Un prix qui filtre les prétendants
Commençons par la réalité du marché. Sous contrat jusqu'en 2030, Hadj Moussa est valorisé 23 millions d'euros par Transfermarkt, mais Rotterdam ne compte rien céder en dessous de 37 millions, ce qui constituerait un record de vente pour le club. Ce tarif explique la physionomie actuelle du dossier : les très grands clubs jugent la somme élevée pour un joueur qui n'a qu'une saison pleine de très haut niveau, tandis que les projets montants y voient un investissement d'avenir. Et soyons francs : entre l'intérêt déclaré et l'offre concrète à 37 millions, il y a un fossé que personne n'a encore franchi.
Paris, la piste du cœur et du symbole
Parmi les trois courtisans, un nom retient l'attention des supporters algériens : le Paris FC. Hadj Moussa est né à Paris, et un retour dans sa ville natale aurait une saveur particulière, dans un club aux moyens financiers solides depuis l'arrivée de ses nouveaux investisseurs, où évoluent déjà les internationaux algériens Samir Chergui et Ilan Kebbal, et où un nouveau cycle démarre avec Liam Rosenior. Imaginer trois Fennecs dans le projet parisien a de quoi faire rêver la diaspora francilienne. Reste la question sportive : le Paris FC peut-il offrir à un joueur convoité l'exposition européenne que son statut réclame ? Rien n'est moins sûr à court terme.
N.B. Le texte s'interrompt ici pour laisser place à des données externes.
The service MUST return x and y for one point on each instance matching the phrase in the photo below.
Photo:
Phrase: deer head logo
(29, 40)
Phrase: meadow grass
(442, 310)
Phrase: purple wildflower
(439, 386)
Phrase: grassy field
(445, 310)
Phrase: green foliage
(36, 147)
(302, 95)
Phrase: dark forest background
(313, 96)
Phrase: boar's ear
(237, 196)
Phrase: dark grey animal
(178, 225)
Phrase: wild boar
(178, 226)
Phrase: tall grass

Como et Sunderland, deux paris différents
Les deux autres pistes racontent des projets distincts. Como, porté par des propriétaires parmi les plus riches du football italien, construit méthodiquement un effectif séduisant au bord de son lac, avec un football léché et une Serie A qui a toujours réussi aux techniciens algériens. Sunderland offre l'argument massue de la Premier League, le championnat le plus exposé du monde, avec des moyens conséquents mais un statut de promu installé à consolider. Aucune de ces destinations n'est un géant, toutes sont des tremplins possibles. Une chose est certaine : à 24 ans, le choix du bon environnement pèsera plus lourd que le prestige du blason.
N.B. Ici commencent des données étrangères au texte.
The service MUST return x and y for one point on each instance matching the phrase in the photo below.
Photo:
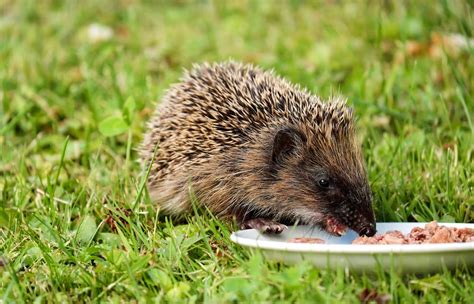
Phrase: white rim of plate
(349, 248)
L'Europe avant tout, et c'est une bonne nouvelle
Le point le plus rassurant du dossier reste la volonté du joueur : Hadj Moussa veut poursuivre en Europe, comme l'a confirmé le refus de l'offre astronomique venue d'Arabie saoudite. Pour celui que tout un peuple voit comme l'héritier naturel de l'aile droite des Verts, cette orientation valide une ambition sportive au moment où le nouveau cycle de la sélection se construit autour de sa génération. Qu'il reste une saison de plus à Rotterdam, vitrine idéale avec l'Europe à jouer, ou qu'il rejoigne l'un de ces trois projets, l'essentiel est ailleurs : jouer, peser, progresser. Le jour où une offre à la hauteur des exigences de Feyenoord tombera, on saura quel club croit vraiment en lui. D'ici là, la file d'attente ne fait que commencer.